UFC expands presence in China, Asia
Mixed martial arts group hires NBA's FischerUpdated August 30 10:25 p.m. Beijing time
BEIJING – Former NBA executive Mark Fischer has been tapped to set up the Asia office of the Ultimate Fighting Championship with the goal of expanding the Boston-based company’s mixed martial arts television programming across the region.
Fisher, who spent 12 years with the NBA and helped build its successful NBA China business with partners Disney and ESPN, will act as UFC’s executive vice president and managing director for Asia.
Based in Beijing for now, Fischer will try to build up local mixed martial arts talent and forge ties with regional sports federations, such as the China National Wushu Federation.
In North America, the UFC’s primary business model is pay-per-view, and the company hosts about 12-14 events per year, which on average attract about a million subscribers, many of them public venues such as bars, Fischer said, adding that total viewership is considerably higher.
In fact, UFC President Dana White cites statistics that show the company’s events and programming are now reaching 500 million households worldwide, Fischer said.
“Our goal is to be in a billion households worldwide in the coming years, and Asia is key to that growth because of the regions’ aptitude in martial arts,” Fischer told The Hollywood Reporter over the phone from Boston.

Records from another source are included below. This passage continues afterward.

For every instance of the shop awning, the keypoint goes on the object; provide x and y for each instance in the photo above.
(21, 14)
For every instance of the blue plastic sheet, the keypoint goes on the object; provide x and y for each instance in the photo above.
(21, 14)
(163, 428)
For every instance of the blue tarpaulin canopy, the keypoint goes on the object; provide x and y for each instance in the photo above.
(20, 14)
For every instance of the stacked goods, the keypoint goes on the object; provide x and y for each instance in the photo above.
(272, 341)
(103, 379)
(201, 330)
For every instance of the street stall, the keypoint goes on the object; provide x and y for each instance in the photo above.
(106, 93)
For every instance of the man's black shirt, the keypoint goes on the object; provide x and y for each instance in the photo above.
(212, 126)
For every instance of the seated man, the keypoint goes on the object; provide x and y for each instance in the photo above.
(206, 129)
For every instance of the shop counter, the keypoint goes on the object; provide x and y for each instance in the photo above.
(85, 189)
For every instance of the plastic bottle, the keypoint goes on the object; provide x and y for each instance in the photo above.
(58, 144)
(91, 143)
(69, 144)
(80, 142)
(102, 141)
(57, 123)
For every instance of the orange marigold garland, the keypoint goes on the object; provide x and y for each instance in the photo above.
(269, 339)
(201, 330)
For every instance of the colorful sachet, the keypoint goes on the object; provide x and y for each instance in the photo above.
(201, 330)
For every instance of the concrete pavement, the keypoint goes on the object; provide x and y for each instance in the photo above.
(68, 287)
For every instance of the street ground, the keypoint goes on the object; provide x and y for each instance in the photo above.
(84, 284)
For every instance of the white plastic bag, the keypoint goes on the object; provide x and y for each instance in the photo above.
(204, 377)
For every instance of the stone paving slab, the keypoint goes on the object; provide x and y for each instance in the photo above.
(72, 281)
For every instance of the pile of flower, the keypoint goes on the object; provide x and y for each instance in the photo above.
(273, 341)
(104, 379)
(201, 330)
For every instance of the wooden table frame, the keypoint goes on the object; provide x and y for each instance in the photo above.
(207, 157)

A Chinese version of popular weekly reality series "The Ultimate Fighter" is expected to kick off UFC’s expansion.
“Most martial arts were founded in Asia and we have a lot of respect for that, but this show shows a lot of the background to the sport and we think it’s a great way to introduce the mixed martial arts across the region,” Fischer said.
Last year, for six months through December, non-live UFC events aired across China inside a Saturday and Sunday night magazine program called “Fight Weekend” on Inner Mongolia Television.
China currently has about 420 million households, 400 million of which have TV sets. The country is also home to about 250 million 18-24 year-old males, UFC’s target audience.
Currently, UFC is not on Chinese TV but programming from UFC affiliate WEC, or World Extreme Cagefighting, is airing on new Tianjin-based digital cable channel Power Sports, China’s first nationwide HD sports channel.
Launched in July, Power Sports is dedicated to contact sports such as boxing and judo and soon will air programming from the NHL and NFL, a source familiar with the channel told The Hollywood Reporter.
UFC also recently signed Chinese lightweight Zhang Tiequan to a WEC deal and opened a Chinese Website, UFC.cn, Fischer said. “Zhang will become a part of the UFC family and be included in a great many of our programs and events.”
China’s cable market has reached 180 million households, of which 110 million are analog and nearly 70 million are digital cable, up from merely two million digital cable households just four years ago.
The government has handed out free set-top boxes city by city across China in a push to meet the all-cable target deadline of 2015.
Though Fischer will be based in China for now, UFC is considering other possible regional headquarters and Fischer will have a broad regional mandate to expand the company’s programming across the region.